La prochaine saignée est pour l’été
La date de la prochaine saignée est connue, elle arrivera à l’été. Le gouvernement compte s’en prendre une nouvelle fois aux personnes privées d’emploi. Depuis qu’il est à l’Élysée, ils sont sa cible préférée : durcissement des conditions d’ouverture de droits au chômage en 2019, dégressivité des allocations en 2021, réforme du salaire journalier de référence en 2021 pour faire baisser le montant de l’allocation, diminution de la durée d’indemnisation en 2023.
Les conséquences désastreuses éclatent aux yeux.
D’abord la pauvreté s’étend : deux Français sur trois ont déjà connu la situation où on a froid parce qu’on a pas les moyens d’allumer le chauffage, ou alors juste un peu. Un Français sur deux s’est déjà privé d’un repas, et un Français sur trois le fait régulièrement.
Pour ce qui est de l’emploi, la situation ne fait qu’empirer. Le nombre d’inscrits à France Travail a explosé depuis 2008 : 3,8 millions alors, 5,4 en 2024, soit 42% de hausse.
Comble de l’absurde, le gouvernement fait empirer les causes du chômage et de la précarité. Car sa politique n’a aucune utilité. En octobre 1974, un chômeur victime d’un licenciement économique recevait encore une indemnité supérieure à son dernier salaire. Pourtant, le chômage était bien plus faible qu’aujourd’hui. Une indemnité digne n’incite pas à rester au chômage. Au contraire, elle aide à repartir du bon pied, à payer les factures et les études des enfants.
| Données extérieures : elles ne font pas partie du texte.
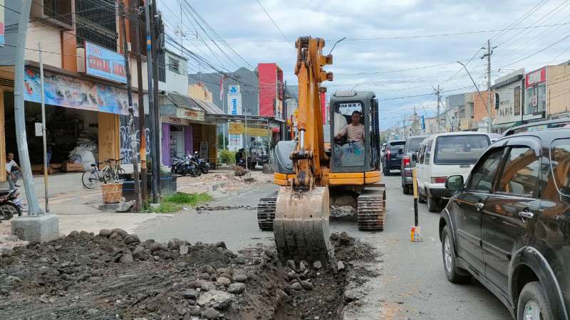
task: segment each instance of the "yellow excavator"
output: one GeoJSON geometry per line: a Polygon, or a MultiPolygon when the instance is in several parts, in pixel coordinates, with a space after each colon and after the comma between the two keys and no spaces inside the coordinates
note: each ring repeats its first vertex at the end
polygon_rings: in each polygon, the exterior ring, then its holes
{"type": "Polygon", "coordinates": [[[378,101],[372,92],[335,92],[330,101],[331,144],[326,147],[320,92],[326,89],[321,83],[333,80],[323,69],[333,57],[322,54],[324,46],[323,39],[309,36],[296,43],[298,135],[276,146],[274,181],[279,191],[275,197],[260,199],[257,207],[259,228],[273,230],[284,262],[326,265],[332,261],[328,218],[330,205],[336,201],[356,209],[360,230],[384,227],[378,101]]]}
Dans le même temps, la politique d’austérité du gouvernement va à l’encontre de la relance de l’économie qui remplirait le carnet de commande des entreprises. Sa retraite à 64 ans maintient sur le marché du travail des seniors qui mériteraient de profiter de leurs pensions. Enfin, l’augmentation du temps de travail empêche la création d’emplois : 14,7 % des travailleurs travaillent désormais plus de 38 heures par semaine, contre 11,5 % au 1er trimestre 2018.
Pourtant, le Premier ministre Gabriel Attal compte poursuivre dans cette voie et baisser à nouveau la durée d’indemnisation des chômeurs. Jamais cela ne sera mis à l’ordre du jour de l’Assemblée. Le gouvernement n’a qu’à envoyer une « lettre de cadrage » aux représentants des salariés et des patrons, les invitant à se mettre d’accord. Il lui suffit que l’accord n’ait pas lieu pour tout décider par décret.
Les élections européennes nous séparent de l’été. En macronie, vous l’aurez compris, on a peu d’occasions de voter. Un désaveu pour le gouvernement pourrait les faire reculer.